Por eso, que la Palabra de Dios nos invita a no recibir en vano la gracia de Dios, en este tiempo favorable de Cuaresma. Dios nos está llamando allí en la parte más interior, única e irrepetible de nuestro yo, el corazón.
Al llamarnos al corazón, Dios anhela que volvamos a la dimensión interior y espiritual de nosotros mismos, para que seamos personas auténticas y para que no vivamos con un corazón alejado de Él o con un corazón distraído en las mil cosas pasajeras que nos ofrece nuestro mundo.
Dios quiere que volvamos al corazón para experimentar su presencia en nuestra vida y vivamos en sintonía con Él aprendiendo a valorar las cosas y los acontecimientos según su dimensión espiritual y trascendente y no según las conveniencias o apariencias.

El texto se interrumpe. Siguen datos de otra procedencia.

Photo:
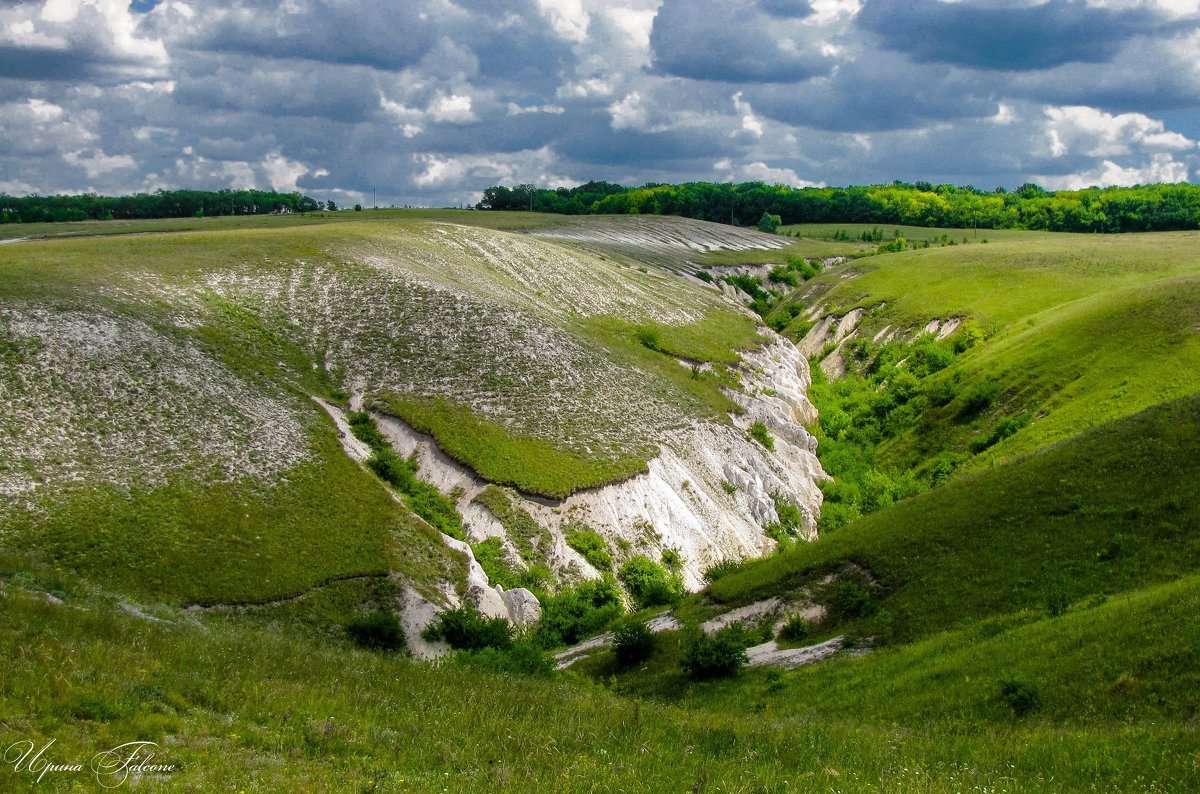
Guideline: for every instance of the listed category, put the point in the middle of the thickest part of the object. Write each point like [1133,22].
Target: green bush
[633,643]
[365,429]
[391,468]
[648,337]
[783,275]
[523,657]
[979,398]
[377,631]
[769,223]
[427,501]
[1005,427]
[718,655]
[672,559]
[969,336]
[942,392]
[795,630]
[847,599]
[1021,697]
[591,547]
[579,612]
[929,358]
[421,498]
[760,433]
[467,629]
[649,584]
[717,570]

Recordemos que la Cuaresma es la ocasión para encontrarnos con nosotros mismos, con los demás y con Dios. Es a través de la Cuaresma que el espíritu humano busca encontrarse con su Señor o intensificar su relación con Él.
Por eso, que quien quiera encontrarse con Dios tiene que encontrarse consigo mismo, quitando en primer lugar todos los obstáculos y quitarse las caretas con las que ocultamos fácilmente nuestra verdad.
Hemos de aprender a descubrir dentro de nuestro corazón la voz y la mirada de Dios. En cada uno de nosotros hay un corazón que está esperando llenarse con el amor de Dios, por eso que “en este tiempo favorable” que es la Cuaresma cuando Dios nos invita por medio del Profeta Joel a volver a Él con todo el corazón , volvamos a nuestro interior y descubramos allí el llamado de Dios a una entrega más generosa, a un compromiso más audaz y a descubrir la hermosura de la vocación cristiana que hemos recibido en el Bautismo en todas sus dimensiones, logrando de esta manera ser auténticos “discípulos y misioneros de Jesús para que en Él todos tengan vida”.